2021: Through a truly heroic effort from our members and stakeholders, SkillsUSA develops a method of conducting and judging our SkillsUSA Championships virtually or in proctored locations across the nation. As a result, SkillsUSA holds its first and only virtual National Leadership & Skills Conference, including a live-streamed broadcast of the event’s Awards Ceremony.
2022: For the first time in three years, SkillsUSA holds a live and in-person National Leadership & Skills Conference and SkillsUSA Championships. The event is held in Atlanta for the first time since 1981.
2023: SkillsUSA membership numbers reach the largest in our history, with more than 380,000 student and teacher members and more than 440,000 total members (including alumni, honorary life members and more).
What will the rest of our story look like? Help us write it by joining or supporting us today!
SkillsUSA Symbols and Traditions
The shield represents patriotism.
The shield denotes our belief in democracy, liberty and the American way of life.
The gear represents the industrial society.
The gear, symbolic of the industrial society, denotes the interdependence and cooperation of the individual working with labor and management for the betterment of mankind.
The torch represents knowledge.
The flaming torch reflects the light of knowledge, which dispels the darkness of ignorance. In the light of the torch, progress will be made toward the vocational goals of the individual.
The orbital circles represent technology.
The circles represent the challenge of modern technology and the training needed to accept and master the challenge of new technical frontiers and the need for continuous education.

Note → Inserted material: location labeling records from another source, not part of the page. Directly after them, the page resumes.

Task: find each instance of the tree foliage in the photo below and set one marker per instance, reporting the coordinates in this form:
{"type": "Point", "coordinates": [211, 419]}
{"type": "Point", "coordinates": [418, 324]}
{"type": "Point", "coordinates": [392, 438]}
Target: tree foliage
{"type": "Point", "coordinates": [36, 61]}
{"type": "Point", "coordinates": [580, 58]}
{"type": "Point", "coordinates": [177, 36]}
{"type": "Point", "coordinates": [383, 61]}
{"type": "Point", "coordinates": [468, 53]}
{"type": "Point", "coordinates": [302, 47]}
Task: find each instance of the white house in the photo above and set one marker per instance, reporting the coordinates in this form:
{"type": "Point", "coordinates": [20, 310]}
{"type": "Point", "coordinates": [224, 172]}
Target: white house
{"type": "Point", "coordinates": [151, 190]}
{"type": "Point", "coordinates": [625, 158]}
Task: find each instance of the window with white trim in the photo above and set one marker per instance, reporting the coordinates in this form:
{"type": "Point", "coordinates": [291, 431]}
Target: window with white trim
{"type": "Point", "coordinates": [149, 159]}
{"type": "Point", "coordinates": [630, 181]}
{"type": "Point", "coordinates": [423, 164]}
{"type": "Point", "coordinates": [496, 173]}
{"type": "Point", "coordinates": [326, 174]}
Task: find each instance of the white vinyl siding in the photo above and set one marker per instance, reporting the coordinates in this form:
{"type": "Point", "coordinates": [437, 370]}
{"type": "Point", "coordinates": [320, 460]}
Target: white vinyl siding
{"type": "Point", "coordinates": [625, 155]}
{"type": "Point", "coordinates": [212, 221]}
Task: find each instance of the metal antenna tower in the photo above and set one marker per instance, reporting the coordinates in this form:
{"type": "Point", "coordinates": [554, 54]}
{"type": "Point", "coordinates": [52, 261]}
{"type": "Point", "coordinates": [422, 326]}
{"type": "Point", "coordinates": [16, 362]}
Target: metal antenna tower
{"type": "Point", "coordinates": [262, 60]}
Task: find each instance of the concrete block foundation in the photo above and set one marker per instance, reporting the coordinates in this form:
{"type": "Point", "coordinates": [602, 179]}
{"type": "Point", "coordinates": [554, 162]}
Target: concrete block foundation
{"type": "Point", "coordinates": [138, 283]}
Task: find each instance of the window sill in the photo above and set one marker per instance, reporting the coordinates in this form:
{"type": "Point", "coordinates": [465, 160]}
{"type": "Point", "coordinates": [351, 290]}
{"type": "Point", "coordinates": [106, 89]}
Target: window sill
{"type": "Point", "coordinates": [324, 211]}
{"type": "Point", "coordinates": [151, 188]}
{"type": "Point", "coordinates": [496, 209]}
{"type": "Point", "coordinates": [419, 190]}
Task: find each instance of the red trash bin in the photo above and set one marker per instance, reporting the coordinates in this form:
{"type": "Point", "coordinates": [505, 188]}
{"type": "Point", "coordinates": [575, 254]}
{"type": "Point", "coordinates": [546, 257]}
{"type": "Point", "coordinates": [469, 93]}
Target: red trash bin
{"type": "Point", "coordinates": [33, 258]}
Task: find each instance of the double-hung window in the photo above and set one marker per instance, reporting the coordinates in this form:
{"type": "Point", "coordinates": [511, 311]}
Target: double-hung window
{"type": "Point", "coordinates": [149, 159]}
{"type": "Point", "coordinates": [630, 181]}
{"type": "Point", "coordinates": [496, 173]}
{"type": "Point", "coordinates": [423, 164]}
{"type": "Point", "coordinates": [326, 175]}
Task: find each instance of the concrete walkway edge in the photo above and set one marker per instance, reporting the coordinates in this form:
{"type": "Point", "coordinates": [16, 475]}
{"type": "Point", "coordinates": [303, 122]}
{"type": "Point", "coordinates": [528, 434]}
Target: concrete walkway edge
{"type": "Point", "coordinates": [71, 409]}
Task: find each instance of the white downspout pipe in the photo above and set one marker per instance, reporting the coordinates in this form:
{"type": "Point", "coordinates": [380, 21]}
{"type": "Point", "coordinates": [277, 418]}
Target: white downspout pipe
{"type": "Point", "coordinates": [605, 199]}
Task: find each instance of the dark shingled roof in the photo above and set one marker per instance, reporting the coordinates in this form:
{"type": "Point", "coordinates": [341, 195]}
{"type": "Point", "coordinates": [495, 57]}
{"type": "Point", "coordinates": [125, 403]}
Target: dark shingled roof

The hands represent the individual.
The hands portray a search for knowledge and our desire to acquire a skill. In the process of attaining knowledge and skill, we will develop a respect for the dignity of work and become productive and responsible citizens.
Note: The emblem should not be used to represent the organization in marketing or publicity materials. Please use official SkillsUSA logos in those instances.
The colors red, white, blue and gold represent the national SkillsUSA organization.
Red and white represent the individual states and chapters.
Blue represents the common union of the states and of the chapters.
Gold represents the individual, the most important element of the organization.
Upon my honor, I pledge:
To prepare myself by diligent study and ardent practice to become a worker whose services will be recognized as honorable by my employer and fellow workers.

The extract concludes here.